Bug#849754: guerillabackup review

halfdog Mon, 22 Jan 2018 14:30:37 -0800

Hello Michael,

Thanks for you detailed review.

Michael Lustfield wrote:
> I reviewed this packaging and came up with some issues:
> 
> - The description does nothing to explain what makes this solution unique.
>   + Why is this special?
>   + How does it even work?
>   + This should be easily gleaned from the package description.

This is the current description for reference. There is similar
topic at the end of the mail, where improvements are discussed
in detail.

===========================
 The tool supports asynchronous, local-coordinated, distributed
 secure backup generation, forwarding, verification, storage
 and deletion even in rugged environments.
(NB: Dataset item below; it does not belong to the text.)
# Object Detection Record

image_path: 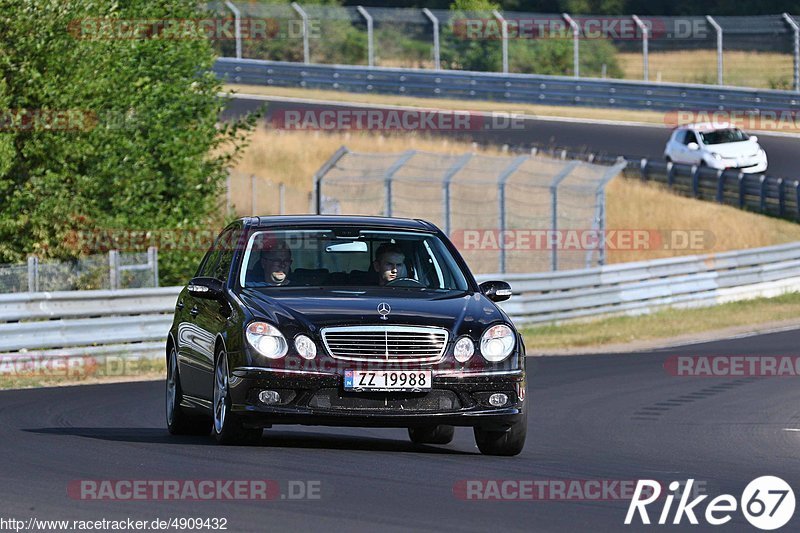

The system is open
 to integration of own code. The codebase is very small and
 kept simple to ease auditing.
 .
 Unlike business backup solutions, guerillabackup also considers
 following conditions that might be encountered with private use:
 * infrastructure uptime below 99%, e.g. machines not always powered
 * poor network connectivity, e.g. mobile access, parallel video
   streaming
 * poor physical access and anti-theft protection of machines
 * no security monitoring of machines
 .
 See /usr/share/doc/guerillabackup/Design.txt.gz section "Requirements"
 for more information.
===========================

> - There is a lintian override for a legitimate mistake (unindented list).

Could you please point out the legitimate mistake? The 4 bullet points
above form a list. If you remove them, lintian will not complain
any more.

> - d/patches is scary...
>   + Do not create lintian overrides using d/patches.

Where should they be put instead?

>   + Keep patches to essential changes (not syntax and language changes).
>   + Do not perform such a massive application rewrite using d/patches.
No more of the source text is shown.